Third, McDuffie also claims, and laments, that seven of today’s nine SCOTUS justices were nominated by Republican presidents, who’ve only won the popular vote once in the last 30 years. (She then suggests the Electoral College’s elimination.) In reality, six sitting justices were chosen by GOP presidents. Justices Elena Kagan and Sonya Sotomayor were elevated by Barack Obama, while Stephen Breyer was nominated by Bill Clinton.

This matters because if someone is too lazy to ferret basic facts out, he likely won’t well perform the harder task of properly reasoning things out.

McDuffie fits this bill, too, further stating that while the 15th Amendment gives blacks voting rights, this is illusory because many states have enacted voter-integrity laws, which she calls “restricted access” (true that: They restrict access to legal voters). She then says that “mass incarceration” puts the lie to the 13th Amendment’s abolishment of slavery and involuntary servitude.

McDuffie proceeds to write, wholly lacking self-awareness, “It’s clear that the right will continue to twist and contort anything they can to carry out their agenda….” Yes, it’s always troubling when people twist facts and reason into policy and law.

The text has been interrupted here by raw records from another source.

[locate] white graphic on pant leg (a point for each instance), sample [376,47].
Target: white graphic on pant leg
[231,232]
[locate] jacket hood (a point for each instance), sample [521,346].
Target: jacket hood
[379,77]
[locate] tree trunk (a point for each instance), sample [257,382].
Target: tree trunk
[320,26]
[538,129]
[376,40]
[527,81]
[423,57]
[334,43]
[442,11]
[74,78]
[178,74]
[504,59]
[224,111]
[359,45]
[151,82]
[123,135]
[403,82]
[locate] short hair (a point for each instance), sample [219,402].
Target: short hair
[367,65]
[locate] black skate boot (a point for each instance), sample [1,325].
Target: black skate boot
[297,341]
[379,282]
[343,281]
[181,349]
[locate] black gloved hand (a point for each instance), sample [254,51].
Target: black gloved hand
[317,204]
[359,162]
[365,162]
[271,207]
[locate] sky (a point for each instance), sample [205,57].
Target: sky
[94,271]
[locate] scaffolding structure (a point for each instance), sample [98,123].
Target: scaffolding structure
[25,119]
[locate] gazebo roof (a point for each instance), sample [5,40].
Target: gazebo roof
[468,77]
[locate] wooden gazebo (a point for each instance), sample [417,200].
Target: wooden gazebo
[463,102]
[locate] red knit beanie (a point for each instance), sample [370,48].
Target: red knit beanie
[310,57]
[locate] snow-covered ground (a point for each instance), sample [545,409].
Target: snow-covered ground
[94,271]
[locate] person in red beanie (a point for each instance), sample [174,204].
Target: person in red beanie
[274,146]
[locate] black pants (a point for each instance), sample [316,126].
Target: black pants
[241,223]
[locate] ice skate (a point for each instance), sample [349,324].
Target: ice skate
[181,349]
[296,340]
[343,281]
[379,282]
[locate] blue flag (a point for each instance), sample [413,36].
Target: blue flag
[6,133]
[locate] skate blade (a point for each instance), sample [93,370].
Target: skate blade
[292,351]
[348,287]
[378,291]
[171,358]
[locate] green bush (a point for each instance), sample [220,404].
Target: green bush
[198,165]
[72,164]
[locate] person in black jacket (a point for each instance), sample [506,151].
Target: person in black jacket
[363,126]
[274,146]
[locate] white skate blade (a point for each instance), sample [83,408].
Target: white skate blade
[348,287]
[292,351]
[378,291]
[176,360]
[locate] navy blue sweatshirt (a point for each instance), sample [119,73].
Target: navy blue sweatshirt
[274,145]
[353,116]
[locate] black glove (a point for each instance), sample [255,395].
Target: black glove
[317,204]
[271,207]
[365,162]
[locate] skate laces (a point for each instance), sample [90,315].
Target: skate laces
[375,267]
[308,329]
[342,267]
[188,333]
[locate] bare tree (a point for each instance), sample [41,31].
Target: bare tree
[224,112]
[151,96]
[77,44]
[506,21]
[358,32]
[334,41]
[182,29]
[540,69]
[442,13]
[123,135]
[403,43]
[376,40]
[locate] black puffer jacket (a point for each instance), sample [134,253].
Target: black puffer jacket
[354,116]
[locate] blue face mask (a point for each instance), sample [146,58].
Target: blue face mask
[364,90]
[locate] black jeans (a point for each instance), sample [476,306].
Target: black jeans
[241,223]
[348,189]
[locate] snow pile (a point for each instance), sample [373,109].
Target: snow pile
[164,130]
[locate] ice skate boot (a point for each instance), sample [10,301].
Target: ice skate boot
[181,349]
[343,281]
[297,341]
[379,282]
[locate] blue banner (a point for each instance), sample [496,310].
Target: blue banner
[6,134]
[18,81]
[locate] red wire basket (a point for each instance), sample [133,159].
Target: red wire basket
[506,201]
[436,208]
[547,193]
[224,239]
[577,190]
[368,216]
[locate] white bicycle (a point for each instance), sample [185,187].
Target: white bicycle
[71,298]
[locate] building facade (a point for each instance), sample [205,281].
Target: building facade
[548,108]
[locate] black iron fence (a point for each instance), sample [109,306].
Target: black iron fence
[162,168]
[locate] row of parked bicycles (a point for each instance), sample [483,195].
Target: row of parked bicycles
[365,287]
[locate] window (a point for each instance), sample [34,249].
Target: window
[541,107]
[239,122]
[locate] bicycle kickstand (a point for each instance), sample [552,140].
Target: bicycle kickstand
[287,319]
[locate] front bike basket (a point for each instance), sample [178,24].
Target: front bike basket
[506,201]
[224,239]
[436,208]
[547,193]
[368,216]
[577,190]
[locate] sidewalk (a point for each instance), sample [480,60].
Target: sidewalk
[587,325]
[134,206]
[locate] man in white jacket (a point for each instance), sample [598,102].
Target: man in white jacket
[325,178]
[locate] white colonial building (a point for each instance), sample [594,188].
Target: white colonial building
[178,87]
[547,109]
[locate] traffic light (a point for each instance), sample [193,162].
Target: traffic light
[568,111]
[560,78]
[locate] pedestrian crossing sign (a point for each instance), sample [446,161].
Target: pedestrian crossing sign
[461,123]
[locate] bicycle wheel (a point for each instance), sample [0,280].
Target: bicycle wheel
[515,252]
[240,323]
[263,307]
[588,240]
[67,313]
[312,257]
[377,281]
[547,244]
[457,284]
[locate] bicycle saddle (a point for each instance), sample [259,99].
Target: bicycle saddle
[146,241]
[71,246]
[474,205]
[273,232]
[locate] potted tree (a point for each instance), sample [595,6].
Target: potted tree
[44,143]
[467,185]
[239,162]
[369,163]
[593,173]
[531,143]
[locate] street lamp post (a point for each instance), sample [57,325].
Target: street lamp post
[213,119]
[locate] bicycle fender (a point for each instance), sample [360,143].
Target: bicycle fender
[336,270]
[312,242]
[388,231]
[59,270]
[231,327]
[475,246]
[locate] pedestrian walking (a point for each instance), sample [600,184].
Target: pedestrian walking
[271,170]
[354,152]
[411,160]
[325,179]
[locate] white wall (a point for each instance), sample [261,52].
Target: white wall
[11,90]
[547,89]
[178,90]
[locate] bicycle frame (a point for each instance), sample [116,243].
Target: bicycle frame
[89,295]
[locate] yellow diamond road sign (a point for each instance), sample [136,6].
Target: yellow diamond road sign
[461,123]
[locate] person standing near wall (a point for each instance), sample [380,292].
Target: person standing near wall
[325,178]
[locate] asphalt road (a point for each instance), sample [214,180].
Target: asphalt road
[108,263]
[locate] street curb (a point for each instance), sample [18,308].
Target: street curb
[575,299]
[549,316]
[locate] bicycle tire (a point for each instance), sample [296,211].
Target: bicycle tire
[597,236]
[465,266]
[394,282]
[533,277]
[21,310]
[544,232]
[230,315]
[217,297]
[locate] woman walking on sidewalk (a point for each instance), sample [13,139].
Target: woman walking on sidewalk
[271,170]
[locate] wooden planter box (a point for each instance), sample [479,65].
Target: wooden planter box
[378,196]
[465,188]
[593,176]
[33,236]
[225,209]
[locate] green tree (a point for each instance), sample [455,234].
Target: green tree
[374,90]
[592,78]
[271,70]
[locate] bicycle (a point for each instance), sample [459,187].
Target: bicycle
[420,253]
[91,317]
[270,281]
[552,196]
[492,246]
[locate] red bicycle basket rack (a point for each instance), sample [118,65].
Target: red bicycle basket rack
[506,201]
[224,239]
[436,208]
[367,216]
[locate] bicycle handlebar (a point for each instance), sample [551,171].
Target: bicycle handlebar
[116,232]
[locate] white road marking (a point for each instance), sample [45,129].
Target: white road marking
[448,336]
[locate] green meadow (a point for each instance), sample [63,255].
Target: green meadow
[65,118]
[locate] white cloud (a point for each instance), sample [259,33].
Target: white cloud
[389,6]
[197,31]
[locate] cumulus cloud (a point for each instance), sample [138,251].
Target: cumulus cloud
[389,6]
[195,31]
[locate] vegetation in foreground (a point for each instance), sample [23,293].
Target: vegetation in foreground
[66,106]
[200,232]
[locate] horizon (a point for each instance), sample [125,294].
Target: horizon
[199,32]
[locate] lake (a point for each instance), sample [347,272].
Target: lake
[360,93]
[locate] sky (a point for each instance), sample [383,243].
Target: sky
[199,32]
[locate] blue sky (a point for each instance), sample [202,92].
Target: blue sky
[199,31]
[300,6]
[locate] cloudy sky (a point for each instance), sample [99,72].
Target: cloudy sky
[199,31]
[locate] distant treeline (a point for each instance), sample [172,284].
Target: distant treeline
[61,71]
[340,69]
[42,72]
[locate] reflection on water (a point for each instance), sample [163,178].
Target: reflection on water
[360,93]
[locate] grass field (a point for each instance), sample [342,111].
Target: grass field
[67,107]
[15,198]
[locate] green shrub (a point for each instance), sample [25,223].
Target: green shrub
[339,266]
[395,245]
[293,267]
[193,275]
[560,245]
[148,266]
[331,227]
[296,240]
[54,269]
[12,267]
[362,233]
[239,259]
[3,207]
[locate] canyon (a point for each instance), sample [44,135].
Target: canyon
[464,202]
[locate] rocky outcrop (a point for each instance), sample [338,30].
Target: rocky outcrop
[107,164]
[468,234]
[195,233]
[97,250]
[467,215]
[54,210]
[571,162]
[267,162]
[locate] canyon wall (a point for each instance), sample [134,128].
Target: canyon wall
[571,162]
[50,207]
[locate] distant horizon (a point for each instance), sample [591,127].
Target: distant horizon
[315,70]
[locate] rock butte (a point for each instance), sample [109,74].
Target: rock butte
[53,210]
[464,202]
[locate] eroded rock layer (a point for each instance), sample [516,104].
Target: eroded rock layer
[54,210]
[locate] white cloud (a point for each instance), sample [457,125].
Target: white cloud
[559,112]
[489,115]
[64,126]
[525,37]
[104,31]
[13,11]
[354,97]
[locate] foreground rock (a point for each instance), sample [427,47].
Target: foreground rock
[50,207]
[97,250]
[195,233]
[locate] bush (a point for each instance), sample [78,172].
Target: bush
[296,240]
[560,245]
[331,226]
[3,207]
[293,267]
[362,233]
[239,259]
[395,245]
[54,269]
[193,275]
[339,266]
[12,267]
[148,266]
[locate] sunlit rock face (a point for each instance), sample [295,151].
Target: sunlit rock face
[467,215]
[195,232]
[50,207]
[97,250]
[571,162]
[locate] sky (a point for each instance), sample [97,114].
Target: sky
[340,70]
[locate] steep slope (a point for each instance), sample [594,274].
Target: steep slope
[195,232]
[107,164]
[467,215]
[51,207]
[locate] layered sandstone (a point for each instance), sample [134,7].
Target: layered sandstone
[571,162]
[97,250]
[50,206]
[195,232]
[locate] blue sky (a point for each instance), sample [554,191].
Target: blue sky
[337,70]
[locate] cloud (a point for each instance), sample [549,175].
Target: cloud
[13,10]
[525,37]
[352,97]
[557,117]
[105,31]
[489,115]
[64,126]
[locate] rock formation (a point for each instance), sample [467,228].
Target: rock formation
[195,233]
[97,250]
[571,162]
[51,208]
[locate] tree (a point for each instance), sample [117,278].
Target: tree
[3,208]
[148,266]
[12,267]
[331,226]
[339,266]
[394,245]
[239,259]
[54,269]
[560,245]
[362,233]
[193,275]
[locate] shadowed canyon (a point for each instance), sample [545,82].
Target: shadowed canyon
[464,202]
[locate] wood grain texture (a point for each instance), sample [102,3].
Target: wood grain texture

While there’s a bit more (and less) to her piece, McDuffie closes by reiterating her thesis. “And honestly,” she writes, “the Constitution will always be a hell of an excuse to oppress Black folks on behalf of white supremacy.”

The writer’s ignorance reflects how remiss our schools and culture have been at teaching civics and how effective they are at cultivating misguided emotion. Slavery propaganda is particularly damaging.

In truth, many Founders knew slavery was wrong and combated it strenuously. Jefferson epitomized this. As black professor Thomas Sowell pointed out in his book Black Rednecks and White Liberals (all quotations his):

• Jefferson’s Declaration of Independence first draft included a criticism of King George III for having enslaved Africans and for overriding colonial Virginia’s attempted slavery ban.

• “When Jefferson drafted a state constitution for Virginia in 1776, his draft included a clause prohibiting any more importation of slaves.”

• In 1783, “Jefferson included in a new draft of a Virginia constitution a proposal for gradual emancipation of slaves.”

• In 1784, Jefferson proposed “a law declaring slavery illegal in all western territories.” The “bill lost by one vote, that of a legislator too sick to come and vote.”

• As president, Jefferson urged that Americans be stopped from participating in the violation of Africans’ human rights.

Of course, Jefferson’s efforts were largely stymied, as slavery then was much like abortion today: legal in some states but not others, with conflicting interests contending over, in slavery’s case, an age-old institution status quo the world over. A clearer picture can be gleaned via the audio excerpt of Sowell’s book below.

People clinging to a comic-book conception of history and human nature will dismiss the above. But even if it were true that the Constitution should be discarded because its framers were unrepentant slavers, we could ask: Should the Koran be likewise deep-sixed?

After all, it records the teachings and life of Mohamed, a warlord, bandit, torturer, and committer of massacres — and a slave owner and trader. Don’t lose your head, Miss McDuffie, agonizing over that one.